Warum es mutig ist, die Provinz zu verlassen, aber mutiger zu bleiben.
Während die deutschen Großstädte unter der Last an Zuzügen fast zusammenbrechen, leiden die Städte und Dörfer in vielen Provinzen unter ganz anderen Problemen. Natürlich steigen auch hier die Mieten. Aber das eigentliche Problem liegt in dem Attraktivitätsverlust der Provinz. Angeblich gibt es zu wenig Arbeitsplätze, zu wenig Kultur und zu wenig Menschen, die über den Tellerrand schauen. Die kleinen Innenstädte sind ein trauriger Haufen aus „zu vermieten“-Schildern.
Die Politik ist schuld. Natürlich.
Fehlt Gewohnheitstieren der Mut?
Aber sind nicht wir es, die Bewohner, die Menschen, die eine Stadt aufleben oder sterben lassen? Nehmen wir den Strukturwandel in ländlichen Gegenden und kleinen Städten nicht einfach hin ohne selbst etwas dagegen zu tun? Weil uns der Mut fehlt, weil wir Gewohnheitstiere sind und weil Berlin so verlockend kosmopolitisch ist?
In meinen Zwanzigern hielt mich selbst nichts in meiner Heimat. Ich wollte die Welt erobern und die Kleinstadt hinter mir lassen. Das Fernweh war immer größer als das Heimweh. Jetzt bin ich zurückgekehrt und mit mir viele meiner alten Freunde – großstadtmüde und ausgelaugt.

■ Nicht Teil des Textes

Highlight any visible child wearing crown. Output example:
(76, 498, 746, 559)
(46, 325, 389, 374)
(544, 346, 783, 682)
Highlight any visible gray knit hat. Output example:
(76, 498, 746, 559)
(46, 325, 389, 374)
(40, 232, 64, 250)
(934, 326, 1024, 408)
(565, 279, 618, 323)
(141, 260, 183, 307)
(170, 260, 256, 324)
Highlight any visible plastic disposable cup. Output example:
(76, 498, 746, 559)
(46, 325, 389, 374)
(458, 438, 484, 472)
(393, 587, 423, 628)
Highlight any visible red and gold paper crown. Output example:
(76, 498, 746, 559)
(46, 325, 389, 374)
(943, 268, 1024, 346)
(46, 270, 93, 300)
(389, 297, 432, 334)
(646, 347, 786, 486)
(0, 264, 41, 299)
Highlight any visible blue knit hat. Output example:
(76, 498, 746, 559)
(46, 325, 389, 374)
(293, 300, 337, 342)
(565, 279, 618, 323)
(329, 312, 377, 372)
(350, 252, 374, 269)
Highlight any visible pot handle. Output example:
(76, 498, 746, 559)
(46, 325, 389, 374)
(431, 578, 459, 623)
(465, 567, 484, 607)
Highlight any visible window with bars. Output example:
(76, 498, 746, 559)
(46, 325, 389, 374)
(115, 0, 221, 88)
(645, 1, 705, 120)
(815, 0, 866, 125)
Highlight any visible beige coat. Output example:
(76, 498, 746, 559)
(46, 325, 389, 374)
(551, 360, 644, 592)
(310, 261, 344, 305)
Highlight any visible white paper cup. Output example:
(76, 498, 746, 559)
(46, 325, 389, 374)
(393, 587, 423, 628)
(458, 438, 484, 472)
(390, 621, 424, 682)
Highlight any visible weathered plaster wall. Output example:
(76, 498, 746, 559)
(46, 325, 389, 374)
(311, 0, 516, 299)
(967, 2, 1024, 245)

In meiner bisherigen Branche finde ich hier keinen Job, aber ich habe die Möglichkeit, mich neu zu orientieren und etwas anderes zu lernen. Den Mut zur Veränderung habe ich. Es benötigt auch Mut, auf Annehmlichkeiten zu verzichten. Hier gibt nur einen Sushi-Lieferservice und der einzige Späti schließt Samstag um 20 Uhr. Ein Einkaufsbummel ist in zwei Stunden erledigt. Es ist eine Umstellung, aber sie lohnt sich. Kein Mensch braucht zwanzig Imbissläden in einer Straße, aber wir alle brauchen Mut. Mut anzupacken, etwas anderes zu probieren und die kleinen Städte und Dörfer dieser Republik zu retten.